Я, занятый своими собственными страданиями, понял, что старик был слеп, по тому как он смотрел на люстру, светившую над нами, и я почувствовал к нему уважение, даже восхищение и, честно говоря, некую зависть. Он был высоким, стройным, изящным и для своего возраста выглядел довольно крепким. Он ловко пользовался руками и пальцами, голова у него отлично работала, и он мог проговорить шесть часов, не перестав быть интересным мечтательному убийце, которого упрямо продолжал считать страховым агентом. Ему удалось достичь некоторого успеха в молодости, прожитой им счастливо и с удовольствием; и хотя его успех растаял и исчез в желудках миллионов людей, а шесть тысяч его стихотворений были выброшены в мусор вместе с фантиками от конфет, это дало ему возможность здраво и с оптимизмом размышлять о своем месте в мире; и вдобавок он в свои восемьдесят с лишним мог выкуривать по две пачки сигарет в день, получая от этого огромное удовольствие.

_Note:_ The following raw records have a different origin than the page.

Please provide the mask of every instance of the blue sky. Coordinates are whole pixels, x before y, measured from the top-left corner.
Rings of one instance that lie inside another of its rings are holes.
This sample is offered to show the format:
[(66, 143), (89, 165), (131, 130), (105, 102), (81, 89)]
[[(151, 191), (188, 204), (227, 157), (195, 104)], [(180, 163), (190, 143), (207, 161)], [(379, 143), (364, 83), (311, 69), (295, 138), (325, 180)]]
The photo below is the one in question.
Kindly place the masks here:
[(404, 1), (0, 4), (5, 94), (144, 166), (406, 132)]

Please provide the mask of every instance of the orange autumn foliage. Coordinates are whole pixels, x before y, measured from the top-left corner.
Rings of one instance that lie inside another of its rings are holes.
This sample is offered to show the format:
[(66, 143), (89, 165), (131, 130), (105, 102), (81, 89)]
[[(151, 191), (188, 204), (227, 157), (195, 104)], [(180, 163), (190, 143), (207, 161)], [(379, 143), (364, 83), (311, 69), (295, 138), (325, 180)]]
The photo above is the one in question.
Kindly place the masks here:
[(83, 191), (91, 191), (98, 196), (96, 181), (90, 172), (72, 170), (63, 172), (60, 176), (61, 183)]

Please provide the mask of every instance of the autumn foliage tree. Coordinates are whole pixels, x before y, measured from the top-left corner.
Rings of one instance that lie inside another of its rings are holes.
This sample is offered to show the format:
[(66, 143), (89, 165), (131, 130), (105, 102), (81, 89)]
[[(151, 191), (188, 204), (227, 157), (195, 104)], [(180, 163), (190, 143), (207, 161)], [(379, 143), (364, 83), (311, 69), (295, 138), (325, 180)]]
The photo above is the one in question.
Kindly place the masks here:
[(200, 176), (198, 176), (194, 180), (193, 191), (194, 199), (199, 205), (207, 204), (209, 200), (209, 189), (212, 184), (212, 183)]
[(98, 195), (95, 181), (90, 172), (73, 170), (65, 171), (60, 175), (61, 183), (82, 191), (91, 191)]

В тишине он почувствовал мою грусть — слепые очень хорошо чувствуют людей — и попытался утешить меня: такова жизнь, есть и случайность, и удача, есть и любовь, и одиночество, радость и печаль, есть и судьба, и свет, и смерть, но есть и неясное счастье. Обо все этом не следует забывать. В восемь часов по радио будут «последние известия»; его внук сейчас включит; не соглашусь ли я остаться с ними на ужин?

Я извинился и объяснил, что в городе Виран-Баг меня ждет очень много желающих застраховать жизнь. Я немедленно вышел из дома, прошел через сад и оказался на улице. На улице, ощутив прохладу весенней ночи, я почувствовал себя одиноко.

Что мне теперь делать? Я узнал все, что хотел, и все, что не хотел; я постиг все тайны, сопряженные с приключениями и путешествиями, которые сумел выдумать для себя. Часть моей жизни, которую можно назвать моим будущим, была мраком, как городок Сон-Пазар, позабытый у подножия гор, вдалеке от уличных фонарей, веселых ночей, шумной толпы и хорошо освещенных дорог. Какая-то самоуверенная собака два раза серьезно гавкнула, и тогда я спустился с холма.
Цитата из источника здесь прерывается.